I pushed harder on the door when it wouldn’t open.
“Hold it there, Jake.”
“Hold what?”
“The door. Don’t move the door.”
She climbed out of the shower, held her weapon out in front of her, and made her way closer to me. With jerky movements, she locked eyes with whatever she was stalking and whispered for me to close the door.
I wasn’t going to do it with her in there and me out in the hallway. Swinging my body around as I shut it, I got inside before she could argue. What we came face to face with was the last thing I expected to see.
Without thinking, we both went after it. She swung her sickle and I came down on the head with my hammer. Blood splattered and covered us both before we had a chance to back away.
Bringing my hammer down over and over, it only groaned and grunted. My hammer stuck in the top of the head and I had to push down with one hand and pull it out with the other. The skull caved at the weight of my body and the hammer came out bringing chunks of brain, pus, and shards of bone with it. Cammy cut it one last time and managed to slice the throat. The spray of blood from that last cut covered us both. Her more because she was closer, but we both had it dripping from us.
Gurgling, the poor thing finally collapsed and died.
Even in the dim light of the single naked bulb hanging in the middle of the room, I could see the blood hadn’t looked right. No longer red but a creamy pinkish grey, it was a new symptom we hadn’t seen before.
“Where did THAT come from?” Cammy asked pointing at what was left of our uninvited guest.
“I don’t know. We checked the whole house.”

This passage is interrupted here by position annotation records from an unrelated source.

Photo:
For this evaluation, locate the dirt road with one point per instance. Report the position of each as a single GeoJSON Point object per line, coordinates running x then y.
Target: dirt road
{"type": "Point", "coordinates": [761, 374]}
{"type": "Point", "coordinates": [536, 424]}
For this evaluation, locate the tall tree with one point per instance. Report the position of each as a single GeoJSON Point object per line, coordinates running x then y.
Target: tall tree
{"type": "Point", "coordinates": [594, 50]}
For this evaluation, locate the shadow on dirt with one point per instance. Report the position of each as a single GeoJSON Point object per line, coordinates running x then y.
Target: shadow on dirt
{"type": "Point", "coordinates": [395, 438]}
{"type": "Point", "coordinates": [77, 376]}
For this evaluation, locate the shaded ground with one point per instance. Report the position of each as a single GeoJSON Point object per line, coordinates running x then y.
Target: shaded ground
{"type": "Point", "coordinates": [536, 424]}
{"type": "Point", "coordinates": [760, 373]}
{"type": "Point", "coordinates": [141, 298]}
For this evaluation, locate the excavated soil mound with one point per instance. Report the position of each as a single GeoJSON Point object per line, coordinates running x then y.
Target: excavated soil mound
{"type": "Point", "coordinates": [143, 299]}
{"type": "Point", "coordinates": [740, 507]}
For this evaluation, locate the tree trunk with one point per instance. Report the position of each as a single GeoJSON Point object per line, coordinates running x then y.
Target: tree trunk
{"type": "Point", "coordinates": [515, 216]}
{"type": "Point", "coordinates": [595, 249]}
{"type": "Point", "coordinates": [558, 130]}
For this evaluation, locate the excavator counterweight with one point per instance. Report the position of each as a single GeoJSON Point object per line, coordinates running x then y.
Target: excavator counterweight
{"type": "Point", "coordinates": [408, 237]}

“Jake, does this place have a basement?”
“I didn’t think so. Most old farmhouses didn’t, but I think we better make sure.”

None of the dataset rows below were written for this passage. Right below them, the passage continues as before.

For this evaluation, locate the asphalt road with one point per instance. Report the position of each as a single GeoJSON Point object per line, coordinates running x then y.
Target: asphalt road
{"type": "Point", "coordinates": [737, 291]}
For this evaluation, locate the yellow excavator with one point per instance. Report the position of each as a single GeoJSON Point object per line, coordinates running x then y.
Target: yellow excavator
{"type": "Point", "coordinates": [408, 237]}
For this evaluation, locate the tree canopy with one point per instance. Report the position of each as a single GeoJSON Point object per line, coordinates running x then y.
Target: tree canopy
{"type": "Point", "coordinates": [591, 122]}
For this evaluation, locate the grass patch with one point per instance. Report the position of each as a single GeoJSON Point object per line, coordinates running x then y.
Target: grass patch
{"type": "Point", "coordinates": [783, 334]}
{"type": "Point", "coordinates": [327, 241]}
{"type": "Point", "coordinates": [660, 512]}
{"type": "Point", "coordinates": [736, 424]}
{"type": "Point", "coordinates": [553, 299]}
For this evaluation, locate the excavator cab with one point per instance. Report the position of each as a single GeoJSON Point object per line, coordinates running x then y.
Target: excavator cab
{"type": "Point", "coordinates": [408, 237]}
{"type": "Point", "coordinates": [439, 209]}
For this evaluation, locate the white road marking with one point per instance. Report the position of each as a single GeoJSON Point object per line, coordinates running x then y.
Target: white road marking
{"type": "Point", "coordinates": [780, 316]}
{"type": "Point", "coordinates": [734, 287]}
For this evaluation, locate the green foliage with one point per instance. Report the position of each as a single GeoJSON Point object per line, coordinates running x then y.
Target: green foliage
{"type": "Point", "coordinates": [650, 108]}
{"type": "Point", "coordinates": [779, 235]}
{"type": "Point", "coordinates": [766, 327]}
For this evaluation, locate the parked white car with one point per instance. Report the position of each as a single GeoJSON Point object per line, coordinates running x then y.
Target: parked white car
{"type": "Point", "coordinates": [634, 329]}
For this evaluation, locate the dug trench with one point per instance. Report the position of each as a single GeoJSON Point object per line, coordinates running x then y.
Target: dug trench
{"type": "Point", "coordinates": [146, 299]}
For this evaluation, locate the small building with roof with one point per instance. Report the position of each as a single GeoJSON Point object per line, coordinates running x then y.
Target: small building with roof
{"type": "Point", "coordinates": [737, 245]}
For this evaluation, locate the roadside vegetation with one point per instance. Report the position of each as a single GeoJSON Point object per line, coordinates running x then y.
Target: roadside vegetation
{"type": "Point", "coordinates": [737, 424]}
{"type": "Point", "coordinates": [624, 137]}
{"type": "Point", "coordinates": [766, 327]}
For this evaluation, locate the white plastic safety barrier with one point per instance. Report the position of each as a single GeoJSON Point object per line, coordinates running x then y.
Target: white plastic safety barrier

“He was only a kid. He couldn’t have been older than thirteen. Why would she have left him behind and not taken care of him?”

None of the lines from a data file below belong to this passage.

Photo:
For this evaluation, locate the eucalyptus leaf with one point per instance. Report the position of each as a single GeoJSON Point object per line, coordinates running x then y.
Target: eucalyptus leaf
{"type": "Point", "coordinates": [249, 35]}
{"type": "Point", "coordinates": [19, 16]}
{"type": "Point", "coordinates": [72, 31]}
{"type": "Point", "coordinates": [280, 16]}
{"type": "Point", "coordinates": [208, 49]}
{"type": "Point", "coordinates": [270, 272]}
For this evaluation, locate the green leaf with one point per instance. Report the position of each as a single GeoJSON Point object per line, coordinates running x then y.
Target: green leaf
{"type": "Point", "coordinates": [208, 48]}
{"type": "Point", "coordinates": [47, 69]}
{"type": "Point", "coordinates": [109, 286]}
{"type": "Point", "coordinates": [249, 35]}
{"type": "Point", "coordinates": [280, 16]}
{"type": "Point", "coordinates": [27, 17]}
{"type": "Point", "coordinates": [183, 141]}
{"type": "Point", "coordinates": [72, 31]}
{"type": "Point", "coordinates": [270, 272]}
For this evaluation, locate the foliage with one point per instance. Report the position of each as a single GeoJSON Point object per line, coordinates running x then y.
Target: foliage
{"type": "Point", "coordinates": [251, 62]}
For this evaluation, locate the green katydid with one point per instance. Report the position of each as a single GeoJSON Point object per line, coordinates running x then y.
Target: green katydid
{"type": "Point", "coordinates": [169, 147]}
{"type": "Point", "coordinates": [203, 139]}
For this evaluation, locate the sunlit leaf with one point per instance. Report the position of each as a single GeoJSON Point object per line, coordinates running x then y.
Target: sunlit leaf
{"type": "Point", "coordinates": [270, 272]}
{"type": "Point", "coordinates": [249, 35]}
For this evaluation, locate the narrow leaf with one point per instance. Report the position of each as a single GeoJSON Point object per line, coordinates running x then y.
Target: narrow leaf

“Maybe he got sick as they were leaving? I don’t really know, Cammy. What I do know is we have to find out how he got in here, and we need to get the blood and stuff off of you.”
“You too. You are covered worse than I am.”
I went to the sink and flicked on the water.
It worked.
“This is a good thing.” I couldn’t help but smile at the one thing that seemed to be in our favor after the last few days of this hell we had landed in. With a roof over our heads, and water, there wasn’t much more we needed for the moment.
“I will wash right after we check again.”
She was more shaken up by what had happened in that bathroom than the rest we had been through. I couldn’t say I blamed her. It was one thing to fight off an adult, it was another when it was a child. We had to push past that though if we were going to make it out. They were already gone by the time they became aggressive. It wasn’t a child she fought off; it was a virus.
We looked all over the lower half of the house and in the back room, in the closet, was a door that led to the crawlspace. The door was open and fresh tracks of dirt led from there to halfway across the room.
“You stay up here and shine this down for me, okay?”
“Why can’t I go with you?” she whined.
“Because I need you up here. Shine this down and stay put no matter what happens, got it?”
“I get it, but I don’t understand it.”
“Cam, I need you to keep an ear out for any sounds up here while I am in the hole. If we both go down there, we are exposed. I won’t be long. Quick sweep and I will be back up. Okay?”
“Okay.”
I hated leaving her up there alone, but I wasn’t sure what was down there and there wasn’t any reason to trap us both.
There were only three small steps leading to the dirt floor of the storm shelter. The smell was musty and wet, but I couldn’t smell any infection or rotting corpses like we had before.
“Shine the light down here more if you can,” I shouted up.
I heard the light clunk, clunk of her feet hitting the top step and spun around. I calmed down when I saw her sitting up there and not coming any further. She did shine the light better though and I was able to take a better look around.
Splat.
I landed hard on the ground. The sound of glass shattering broke the silence. I felt a shard slice into my leg before I was able to sit up.